Comparing Datasets Using Boxplots
The Advantages of Boxplots for Comparison
Boxplots are an excellent tool for comparing multiple datasets because they provide a visual summary of key statistical measures while maintaining simplicity. Here’s why boxplots are useful for comparing data:
Side-by-Side Comparison of Distributions
Boxplots allow multiple datasets to be displayed together, making it easy to compare their centers, spreads, and skewness. This is particularly useful when comparing groups, such as test scores across different schools or income levels across regions.
Quick Insight into Variability
The interquartile range (IQR), represented by the width of the box, gives an immediate understanding of how spread out the middle 50% of the data is.

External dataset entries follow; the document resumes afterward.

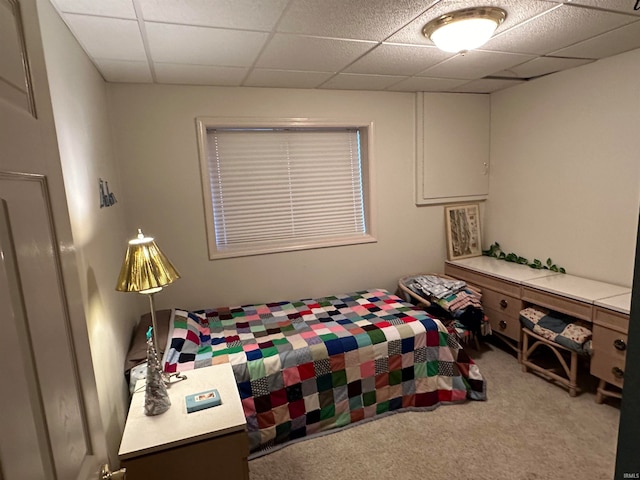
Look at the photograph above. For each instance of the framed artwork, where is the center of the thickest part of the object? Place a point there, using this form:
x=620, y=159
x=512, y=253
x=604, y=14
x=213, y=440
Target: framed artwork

If one dataset has a wider box than another, it has greater variability.
Easy Detection of Skewness
By examining the median’s position inside the box and the relative whisker lengths, boxplots make it easy to see if a dataset is symmetrical, right-skewed, or left-skewed. This helps in understanding differences between distributions, such as salary distributions in different industries.
Compact Yet Informative
Boxplots do not require a large amount of space and can be used effectively in reports or presentations to compare datasets quickly. They condense information into a single, easy-to-read visual while still capturing essential details about the data.
Example 3
These datasets represent the 100-meter sprint times (in seconds) for two groups: Olympic sprinters and high school sprinters. Use the Boxplot Generator for each dataset and compare their distributions.
High School (s) | Olympic (s) | ||||||||
---|---|---|---|---|---|---|---|---|---|
10.55 | 10.60 | 10.65 | 10.72 | 10.78 | 9.58 | 9.69 | 9.72 | 9.76 | 9.81 |
10.82 | 10.85 | 10.89 | 10.94 | 10.98 | 9.85 | 9.88 | 9.91 | 9.93 | 9.95 |
11.02 | 11.07 | 11.10 | 11.14 | 11.18 | 9.98 | 10.01 | 10.03 | 10.05 | 10.08 |
11.21 | 11.25 | 11.29 | 11.35 | 11.40 | 10.12 | 10.15 | 10.19 | 10.22 | 10.25 |
Solution
Copy the data, open the Boxplot Generator, paste the data into the spreadsheet, and close the spreadsheet. The plot for the high school sprint times should appear automatically.
To generate the second boxplot, change the number of datasets to Two, and set the second data set to column B. Then, the second plot will appear.
As expected, the student times are slower than the Olympic times, but also notice that
- the Olympic times are slightly skewed left while the high school students have a more normal distribution, which means there are a few Olympiads that significantly outperform the other athletes,
- that the IQR for high school students is wider than for Olympiads; meaning that high school students have more variability in their times.
$$\tag*{\(\blacksquare\)}$$
Conclusion
Boxplots provide a visual summary of a dataset, highlighting its spread, skewness, and potential outliers. They are especially useful when comparing multiple populations such as high school and Olympic athletes that have their own levels of performance but a comparison of ability is still warranted.